Birth control and the asymmetry
February 20, 2012 Leave a comment
You know how I’ve been saying that the Republican party has moved way more to the right than Democrats have moved left. Well, this isn’t nice numbers based on thousands of votes, but it’s damn illustrative (from a Post article on the new politics of birth control):
“We need to take sensationalism out of this topic so that it can no longer be used by militants who have no real knowledge of the voluntary nature of the program but, rather, are using it as a political stepping stone,” said George H.W. Bush. “If family planning is anything, it is a public health matter.”
Title X, the law he sponsored that still funds family planning for the poor, passed the House by a vote of 298 to 32. It passed the Senate unanimously. A Republican president, Richard Nixon, enthusiastically signed it.
That was 1970.
This is now: The issue of birth control has suddenly become an obsession of the 2012 presidential campaign.

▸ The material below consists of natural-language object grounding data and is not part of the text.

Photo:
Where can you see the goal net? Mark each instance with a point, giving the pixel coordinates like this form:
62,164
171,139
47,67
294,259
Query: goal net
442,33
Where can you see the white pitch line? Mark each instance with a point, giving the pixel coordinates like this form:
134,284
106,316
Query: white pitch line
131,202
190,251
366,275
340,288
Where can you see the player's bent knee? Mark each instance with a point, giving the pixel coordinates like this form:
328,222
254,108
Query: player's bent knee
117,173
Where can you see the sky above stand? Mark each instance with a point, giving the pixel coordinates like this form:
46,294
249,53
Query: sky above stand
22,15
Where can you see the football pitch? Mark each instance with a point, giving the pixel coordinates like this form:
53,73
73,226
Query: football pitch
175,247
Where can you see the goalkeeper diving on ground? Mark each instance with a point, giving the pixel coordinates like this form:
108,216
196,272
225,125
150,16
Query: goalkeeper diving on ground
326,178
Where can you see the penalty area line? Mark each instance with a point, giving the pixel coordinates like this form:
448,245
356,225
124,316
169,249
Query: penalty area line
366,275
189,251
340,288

To many observers, it seems that the clock has indeed been turned back.
Using birth control to have sex without making a baby has been settled social behavior, not a taboo but an ordinary prescription that virtually all American women present at the drugstore counter at some point in their lives. For many, it seems the common-sense way to avoid the prospect of abortion, which has been the really divisive issue of sexual politics.
That is, unless, you are a modern-day Republican politician.